La post-adolescence féminine a toujours suscité fascination et fantasmes : un corps qui se métamorphose et devient apte à concevoir peut bien recéler d'autres prodiges plus secrets encore. Pouvoirs supra-naturels ou appétits déviants figurent alors en bonne position — demandez à la Carrie de Stephen King, ou aux deux sœurs de Grave (2016) leur avis sur la question. Joachim Trier à son tour a succombé à la séduction janusienne de cette nouveauté, qui dans le même temps attire et effraie avec Thelma, portrait d'une jeune femme résolument différente.
Issue d'une famille rigoriste vivant en marge du monde, Thelma arrive à la faculté avec sa solitude et sa timidité. Une soudaine crise épileptoïde survenue à la bibliothèque lui permet de socialiser avec Anja, qui devient son amie et l'initie à la vie : boisson, cigarette et même davantage...
Pupille absente...
Film fantastique qui se retient le plus longtemps possible avant de s'affirmer comme tel, et se maintient sans faillir dans un minimalisme bienvenu, Thelma opère une très efficace synthèse entre mysticisme nordique et parapsychologie.

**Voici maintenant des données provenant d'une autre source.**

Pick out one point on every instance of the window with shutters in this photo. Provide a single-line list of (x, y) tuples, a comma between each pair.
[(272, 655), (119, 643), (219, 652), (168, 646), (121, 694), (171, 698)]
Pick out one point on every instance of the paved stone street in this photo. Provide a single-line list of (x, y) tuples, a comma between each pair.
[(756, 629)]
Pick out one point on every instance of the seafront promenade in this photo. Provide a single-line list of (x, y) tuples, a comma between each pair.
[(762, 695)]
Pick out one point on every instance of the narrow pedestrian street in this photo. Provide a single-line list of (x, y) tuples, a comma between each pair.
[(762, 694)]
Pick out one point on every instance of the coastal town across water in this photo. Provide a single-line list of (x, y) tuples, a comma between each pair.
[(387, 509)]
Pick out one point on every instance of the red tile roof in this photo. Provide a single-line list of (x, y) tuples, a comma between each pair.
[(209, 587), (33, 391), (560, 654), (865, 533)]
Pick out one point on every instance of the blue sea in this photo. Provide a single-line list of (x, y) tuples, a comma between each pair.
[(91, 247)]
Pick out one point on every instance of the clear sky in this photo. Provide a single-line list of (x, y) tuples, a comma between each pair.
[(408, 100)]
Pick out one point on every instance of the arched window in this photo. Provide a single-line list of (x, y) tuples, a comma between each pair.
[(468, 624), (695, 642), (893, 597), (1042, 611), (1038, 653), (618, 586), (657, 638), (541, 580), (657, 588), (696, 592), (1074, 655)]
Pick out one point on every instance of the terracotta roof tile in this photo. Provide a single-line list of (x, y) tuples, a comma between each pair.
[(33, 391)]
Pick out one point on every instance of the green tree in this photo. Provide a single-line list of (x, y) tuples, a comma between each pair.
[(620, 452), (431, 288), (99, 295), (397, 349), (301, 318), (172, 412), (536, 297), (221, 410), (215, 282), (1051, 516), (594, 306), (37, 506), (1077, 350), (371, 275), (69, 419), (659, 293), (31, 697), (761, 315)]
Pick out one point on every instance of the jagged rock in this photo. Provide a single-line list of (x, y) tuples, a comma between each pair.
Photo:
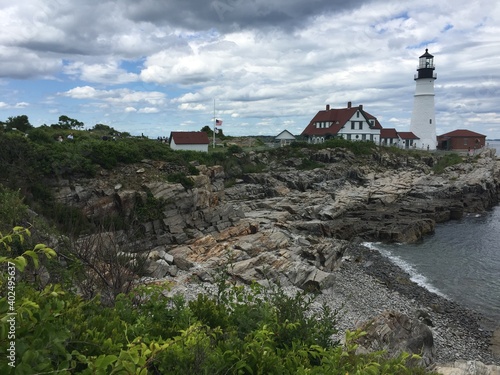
[(395, 333), (157, 269), (467, 368)]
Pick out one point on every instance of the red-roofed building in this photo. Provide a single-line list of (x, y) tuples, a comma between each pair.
[(461, 139), (351, 123), (189, 141), (389, 137)]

La tension est ici continue, d'autant plus aiguë que l'on ignore la provenance réelle de la menace pesant sur l'héroïne : intérieure avec ses crises de “haut mal” ou extérieure face aux “autres”, parents et amis. Le trouble véhiculé par Eili Harboe est contagieux, qui se révèle inquiétante sans recourir aux artifices du genre. Même constat quant aux scènes ouvertement sensorielles et sensuelles, que Trier débarrasse de l'attirail porno-soft pour en offrir une variation farcie de symboliques bibliques. Et c'est logique : Thelma est davantage victime de son auto-suggestion et de son imaginaire nourri de représentations de la géhenne que d'images érotiques.

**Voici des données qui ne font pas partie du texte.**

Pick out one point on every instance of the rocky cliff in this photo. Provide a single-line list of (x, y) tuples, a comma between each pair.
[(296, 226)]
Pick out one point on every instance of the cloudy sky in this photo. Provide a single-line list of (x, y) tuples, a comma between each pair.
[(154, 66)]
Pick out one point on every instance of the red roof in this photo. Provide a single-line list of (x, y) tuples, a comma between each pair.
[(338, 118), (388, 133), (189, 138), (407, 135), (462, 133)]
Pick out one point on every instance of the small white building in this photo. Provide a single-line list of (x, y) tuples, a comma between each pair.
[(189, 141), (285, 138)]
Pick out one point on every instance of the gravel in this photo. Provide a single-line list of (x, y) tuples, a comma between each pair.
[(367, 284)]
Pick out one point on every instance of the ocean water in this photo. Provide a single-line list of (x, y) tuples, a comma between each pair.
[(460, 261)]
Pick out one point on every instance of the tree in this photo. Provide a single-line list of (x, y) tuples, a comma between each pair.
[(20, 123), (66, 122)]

S'il est officiellement assorti d'un avertissement du fait “de scènes, des propos ou des images pouvant heurter la sensibilité des spectateurs”, le film présente sans doute plus de risques pour les spectateur·trice·s épileptiques photosensibles, soumis à un généreux bombardement de flashes stroboscopiques.
Thelma de Joachim Trier (Nor.-Fr.-Dan.-Sué., 1h 56 avec avert.) avec Eili Harboe, Okay Kaya, Ellen Dorrit Petersen...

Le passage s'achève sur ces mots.